In unserer aktuellen Situation werden solche Fragen, mit denen sich schon unsere Vorfahren beschäftigt haben, neu wichtig: Wie wird eine Gesellschaft zusammengehalten, wie wird der soziale Friede in einem Land gesichert, wie kommen wir zu einem gerechten Miteinander?
Und in einem nochmals größeren Kontext kann man weiter fragen: In einer Zeit wie der unseren, wo vieles zersplittert, auseinanderläuft, wo Menschen und Nationen nicht aufeinander zugehen, nicht die Hand reichen, sondern die Faust ballen, wo viele nur auf die eigenen Interessen schauen, wo haben das Gerechtigkeit und Recht eine Chance?
Für Heinrich V. war klar, daß Privilegien immer auch verbunden sein müssen mit Verantwortung für die, die nicht privilegiert sind.

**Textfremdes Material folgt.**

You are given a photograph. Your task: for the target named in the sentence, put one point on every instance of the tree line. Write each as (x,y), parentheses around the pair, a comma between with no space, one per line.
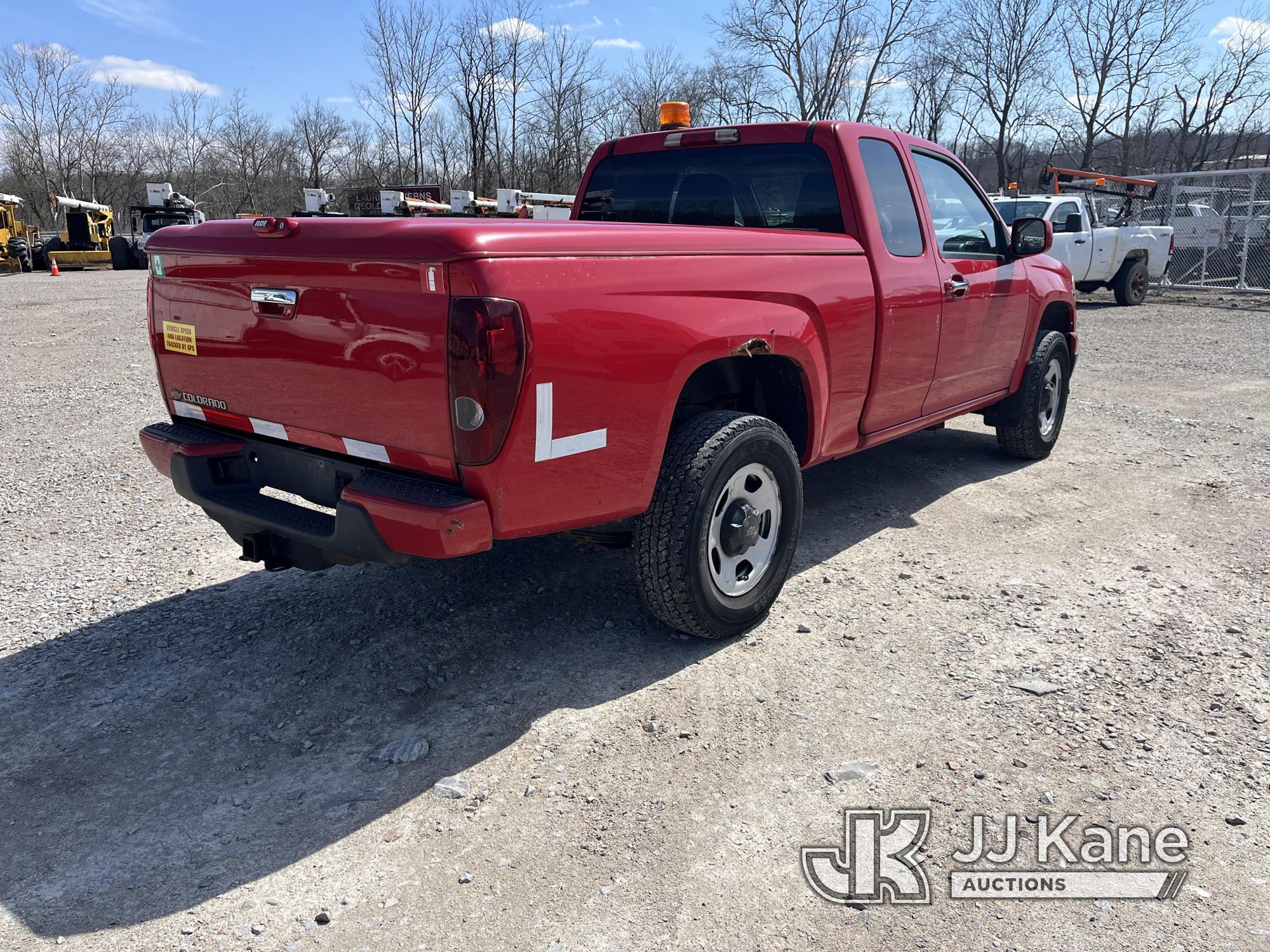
(495,95)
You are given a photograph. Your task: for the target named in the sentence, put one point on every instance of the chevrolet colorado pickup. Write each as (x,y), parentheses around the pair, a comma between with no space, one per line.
(727,308)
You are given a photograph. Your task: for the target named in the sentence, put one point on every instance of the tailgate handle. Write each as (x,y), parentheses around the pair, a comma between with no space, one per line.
(274,303)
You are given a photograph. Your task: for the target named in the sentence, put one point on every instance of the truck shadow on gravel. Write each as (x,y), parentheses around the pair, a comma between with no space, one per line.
(173,752)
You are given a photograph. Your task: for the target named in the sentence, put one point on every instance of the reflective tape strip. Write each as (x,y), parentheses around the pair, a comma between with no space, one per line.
(269,430)
(182,409)
(368,451)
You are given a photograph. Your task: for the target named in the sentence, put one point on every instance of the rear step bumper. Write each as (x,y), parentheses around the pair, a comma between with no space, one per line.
(369,516)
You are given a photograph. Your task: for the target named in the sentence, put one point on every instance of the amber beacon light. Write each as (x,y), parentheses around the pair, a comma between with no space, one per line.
(675,116)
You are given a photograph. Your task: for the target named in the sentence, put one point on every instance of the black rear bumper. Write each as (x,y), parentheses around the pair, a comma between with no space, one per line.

Für die Salier stand darüber hinaus fest, daß der Glaube an Gott und eine Sicht der Welt, die Mensch und Gott recht verorteten, auf jeden Fall zu diesem sozialen Frieden und funktionierenden Miteinander beitragen würden. Recht und Gesetz fußen auch auf Voraussetzungen, die nicht menschlichen, gemachten Ursprungs sind. Die Mütter und Vater unseres Grundgesetzes wußten das noch. Dies gilt es heute neu ins Bewußtsein zu rufen.
Ich danke allen, die sich in der Saliergesellschaft, hier am Dom, in unserer Stadt und darüber für diese wichtigen Ziele einsetzen. Seien wir uns unserer Verantwortung vor Gott und den Menschen bewußt, schöpfen wir Kraft aus unserem Glauben und geben wir so weiter, was uns an Wertvollem übergeben worden ist. Amen.